Implementing NSFP for custom simultaneous game with non homogenous agents.

google-deepmind / open_spiel

OpenSpiel is a collection of environments and algorithms for research in general reinforcement learning and search/planning in games.

Apache License 2.0

4.23k stars 932 forks source link

Implementing NSFP for custom simultaneous game with non homogenous agents. #816

Closed hhlei closed 2 years ago

hhlei commented 2 years ago

I'm a little confused on how to implement NSFP for simultaneous games. In the examples, NSFPpolicies's actionProbabilities method relies on state.currentPlayer(). But in simultaneous games (in my game at least), the currplayer is always kSimultaneousID. How exactly does the right obs/rewards get routed to the right NSFPpolicy? Do I have to define special behavior in the game to make sure that things happen in the right order?

lanctot commented 2 years ago

Best way to do this is to used the turn-based simultaneous game wrapper. There should be some examples (maybe in nfsp_test or game_transforms). If not I am quite sure cfr_test would have some exampled of how to use it.

The observation and info state functions have players as arguments (the observing player). You can check goofspiel, oshi-zumo, or Markov soccer for examples. These let you observe the state as any player even if the current player is the simultaneous player id.

Edit: our NFSP implementations assume turn-based games hence the wrapper above, but should be possible to adapt a tailored NFSP to simultaneous games if you prefer.

Edit2: generalizing the implementations to support simultaneous move games would be even better. There are a few steps involved, might make a nice contribution, though!
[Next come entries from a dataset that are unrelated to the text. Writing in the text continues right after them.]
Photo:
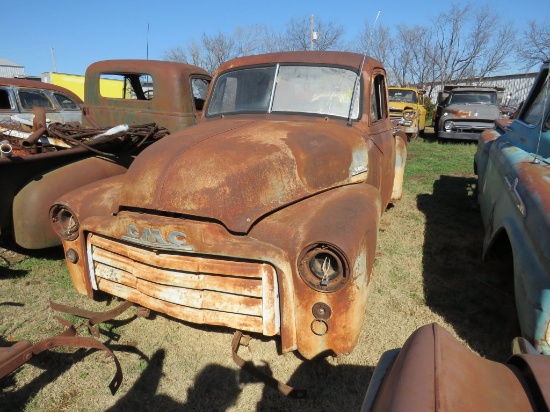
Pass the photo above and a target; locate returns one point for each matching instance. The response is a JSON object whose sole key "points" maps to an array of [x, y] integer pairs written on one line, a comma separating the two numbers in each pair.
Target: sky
{"points": [[76, 33]]}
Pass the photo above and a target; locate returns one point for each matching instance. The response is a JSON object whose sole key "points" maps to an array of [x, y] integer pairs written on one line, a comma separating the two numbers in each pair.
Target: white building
{"points": [[11, 69]]}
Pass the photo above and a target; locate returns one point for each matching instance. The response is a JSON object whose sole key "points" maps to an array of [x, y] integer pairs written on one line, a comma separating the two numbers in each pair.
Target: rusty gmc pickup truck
{"points": [[513, 167], [164, 96], [263, 217]]}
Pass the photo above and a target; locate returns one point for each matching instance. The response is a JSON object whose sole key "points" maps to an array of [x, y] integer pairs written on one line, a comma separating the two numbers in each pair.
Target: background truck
{"points": [[407, 107], [464, 112], [166, 94]]}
hhlei commented 2 years ago

Thanks for the help! Quick question: in Goofspiel, the game class has member variables defaultobserver, info_stateobserver etc, that are labeled as "old observation api". What is the newer way to do it?
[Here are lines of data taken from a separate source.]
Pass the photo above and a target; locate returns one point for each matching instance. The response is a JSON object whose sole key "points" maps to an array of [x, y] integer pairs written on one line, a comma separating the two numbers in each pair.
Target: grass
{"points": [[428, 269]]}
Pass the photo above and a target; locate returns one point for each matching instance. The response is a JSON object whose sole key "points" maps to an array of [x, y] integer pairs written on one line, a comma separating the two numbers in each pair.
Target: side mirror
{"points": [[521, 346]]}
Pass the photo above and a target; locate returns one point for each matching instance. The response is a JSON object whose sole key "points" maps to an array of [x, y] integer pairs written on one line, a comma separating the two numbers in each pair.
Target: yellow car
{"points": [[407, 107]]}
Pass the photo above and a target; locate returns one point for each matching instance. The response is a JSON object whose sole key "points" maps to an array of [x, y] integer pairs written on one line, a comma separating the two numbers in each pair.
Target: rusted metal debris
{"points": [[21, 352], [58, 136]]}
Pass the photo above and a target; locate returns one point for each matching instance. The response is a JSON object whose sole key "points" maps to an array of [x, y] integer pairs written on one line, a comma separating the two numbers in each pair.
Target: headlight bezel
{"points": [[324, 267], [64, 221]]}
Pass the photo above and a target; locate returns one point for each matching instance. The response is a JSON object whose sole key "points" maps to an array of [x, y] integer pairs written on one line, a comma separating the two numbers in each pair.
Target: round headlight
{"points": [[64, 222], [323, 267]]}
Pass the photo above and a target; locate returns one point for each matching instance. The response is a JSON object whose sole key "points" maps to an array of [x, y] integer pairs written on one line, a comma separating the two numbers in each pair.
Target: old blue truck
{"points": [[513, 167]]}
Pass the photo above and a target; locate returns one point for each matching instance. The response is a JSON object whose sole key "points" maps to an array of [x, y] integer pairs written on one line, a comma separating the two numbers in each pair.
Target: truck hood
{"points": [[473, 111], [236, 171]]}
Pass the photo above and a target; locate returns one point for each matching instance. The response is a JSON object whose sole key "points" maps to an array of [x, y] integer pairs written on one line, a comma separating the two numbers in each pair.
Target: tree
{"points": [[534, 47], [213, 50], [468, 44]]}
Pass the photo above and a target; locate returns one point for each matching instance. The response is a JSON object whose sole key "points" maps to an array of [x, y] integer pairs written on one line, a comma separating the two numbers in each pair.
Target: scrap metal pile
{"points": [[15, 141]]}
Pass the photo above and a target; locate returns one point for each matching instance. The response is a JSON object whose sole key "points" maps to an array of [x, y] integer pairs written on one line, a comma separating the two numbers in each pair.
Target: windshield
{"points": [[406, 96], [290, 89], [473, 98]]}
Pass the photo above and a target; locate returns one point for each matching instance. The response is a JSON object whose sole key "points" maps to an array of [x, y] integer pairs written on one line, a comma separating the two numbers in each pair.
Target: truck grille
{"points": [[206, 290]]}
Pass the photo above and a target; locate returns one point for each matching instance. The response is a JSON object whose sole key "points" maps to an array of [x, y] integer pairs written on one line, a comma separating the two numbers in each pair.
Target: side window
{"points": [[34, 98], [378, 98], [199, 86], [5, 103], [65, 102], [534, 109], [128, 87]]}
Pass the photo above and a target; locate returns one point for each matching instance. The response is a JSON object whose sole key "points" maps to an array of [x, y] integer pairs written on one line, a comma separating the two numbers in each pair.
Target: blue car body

lanctot commented 2 years ago

Hi @hhlei,

Do you mean this comment? I think that comment is referring just to the first one "default_observer". That observer is used to implement the "old" observation API.

OpenSpiel supports a "new" (it's almost already 2 years old! haha) observation API. Examples of this API can be seen in Leduc and Goofspiel. It uses the observer objects to more cleanly fill up the observation and information state tensors.

Not all games use the observation because many games have not been converted to use it. And also new games still use the "old" format of just filling the tensor manually (see e.g. "bargaining" which I added recently). There is no requirement to use the observation API, so I'm not sure referring to them as "old" versus "new" makes much sense at this point. I'd probably use the terminology: uses the observation API (e.g. Leduc, Goofspiel) versus does not use the observation API (e.g. bargaining).

lanctot commented 2 years ago

Hi @hhlei. Any update on this? If not I am inclined to close it.